A 78-year-old male was admitted to our hospital for increasing fatigue, multiple episodes of syncope, and paroxysmal episodes of dyspnoea. He was known for CMML diagnosed in 2016 and currently treated with supportive care. He had markedly enlarged spleen (20 cm of diameter) and severely reduced hemoglobin and platelet level. Chemotherapy had not been deemed suitable due to comorbidity.
His past medical history also comprised heart failure with mid-range ejection fraction (HFmEF) secondary to anterior myocardial infarction. He had previously underwent double-chamber pacemaker implantation for critical bradycardia in 2010. He had severe aortic stenosis and stage III chronic kidney disease (CKD). He did not have persistent or paroxysmal atrial fibrillation, a history of thromboembolism, or a family history of coagulopathy. He was on therapy with Clopidogrel 75 mg q.d., Levo-tiroxin 150 mcg q.d., tamsulosin 0.4 mg q.d., pantoprazole 40 mg q.d., furosemide 25 mg q.d., spironolactone 25 mg q.d., sacubitril/valsartan 24/26 mg b.i.d., silodosin 8 mg q.d., allopurinol 150 mg q.d., calcitriol 0.5 mcg q.d., and erythropoietin 4,000 IU twice per week.
Upon arrival in the emergency department (ED), he appeared pale and diaphoretic. His blood pressure was 100/60 mmHg, heart rate was 80 bpm, and oxygen saturation was 96%. His physical examination was remarkable only for a harsh systolic murmur radiated to both carotids. His lungs were clear and no lower limb edema was evident. His labs upon admission in the ED were as follows: white blood cell count 11,300/μl with 32% monocyte, platelets 47,000/μl, hemoglobin 9.3 g/dl, PT 16.8 s, INR 1.44, aPTT 37 s, fibrinogen 123 mg/dl [150–450], antithrombin III 58.0% [80–120], D-dimer 1,732 ng/ml, and creatinine 3.08 mg/dl (eGFR 18 ml/min).
In the ED, he underwent transthoracic echocardiography (TTE) showing a dilated right atrium containing a 5.57 × 3.30 × 2.69 cm pedunculated mass, with irregular heterogeneous surface, attached to the superior atrial wall, partially crossing and nearly occluding the tricuspid valve (Figures 1A,B). The superior and inferior vena cava were not involved. Contrast CT described an intraluminal hypodense filling defect, with irregular profile, sparing the superior and inferior vena cava and being apparently attached to the atrial catheter of the pacemaker and the atrial portion of the ventricular catheter (Figure 1C). Mass density was compatible with thrombus apposition. Venous color Doppler ultrasound of the lower extremity was negative.
Figure 1. (A,B) Modified short-axis view and four-chamber view showing irregular thrombotic mass pointing toward the tricuspid valve, into the right ventricle. (C) Venous phase, contrast CT scan with evidence of intraluminal hypo-dense filling defect, with irregular profile, nearly occluding an enlarged right atrium.

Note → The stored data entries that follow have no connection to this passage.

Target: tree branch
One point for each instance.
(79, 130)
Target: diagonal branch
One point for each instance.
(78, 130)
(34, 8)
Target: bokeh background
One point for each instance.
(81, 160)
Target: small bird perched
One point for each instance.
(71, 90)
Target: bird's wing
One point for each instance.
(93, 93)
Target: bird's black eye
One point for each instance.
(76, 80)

Based on echocardiography and tomography characteristics, the hypothesis of spontaneous thrombus in the right atrium, although extremely rare, was favored as the most probable diagnosis for this giant atrial mass. After Heart Team discussion, all open heart surgical options were excluded due to the prohibitive risk associated with his comorbidities. In light of stable hemodynamic conditions, fibrinolytic therapy was ruled out as well. Subcutaneous anticoagulation with unfractionated heparin (UH) was thus started. Two days later, respiratory insufficiency and metabolic acidosis suddenly developed. Pulmonary embolism secondary to the detachment of thrombi debris from the right atrium was quickly suspected. Emergency CT angiography showed a complete detachment of the atrial thrombus into the pulmonary arteries (Figures 2A,B). The same exam showed the presence of small residual thrombotic apposition across the atrial catheter (Figure 2C). The patient was slowly stabilized. He remained in the intensive care unit (ICU) for 25 days and was discharged home after 38 days of hospitalization on oral anticoagulation with warfarin plus clopidogrel 75 mg.

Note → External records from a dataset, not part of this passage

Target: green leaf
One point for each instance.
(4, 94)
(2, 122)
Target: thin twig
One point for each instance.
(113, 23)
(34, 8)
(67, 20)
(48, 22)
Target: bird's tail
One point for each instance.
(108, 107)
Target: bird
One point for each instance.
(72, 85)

Figure 2. (A,B) Bilateral thrombotic apposition nearly occluding the pulmonary arteries and causing bilateral massive pulmonary embolism. (C) Nearly complete detachment of the thrombus from the right atrium, which is now only in part visible in proximity to the atrial catheter.
The case here reported shows an extremely rare complication of CMML, which has only been described once in the medical literature (5).
Oncologic patients are notoriously predisposed to thromboembolic events, and this holds true even for hematologic conditions. Indeed, venous thromboembolism (VTE) is a frequent complication found in ~11% of patients with acute leukemia (3). However CMML confers the patient a significant bleeding risk, compared to a poorly recognized thrombotic risk (1, 4).
Among the different conditions predisposing to bleeding risk, we have to cite the fact that dysplastic macrophages tend to attach factor X leading to an acquired factor X deficiency (1). Autoimmune acquired hemophilia is another rare but remarkable condition, which has been described (6). Indeed case reports of thromboembolic complications in CMML patients are scarcely reported in the literature, especially when dealing with extremely rare sites of thrombus formation, such as the right atrium. Only recently has the pro-coagulant effect of pathologically activated monocytes been demonstrated (7).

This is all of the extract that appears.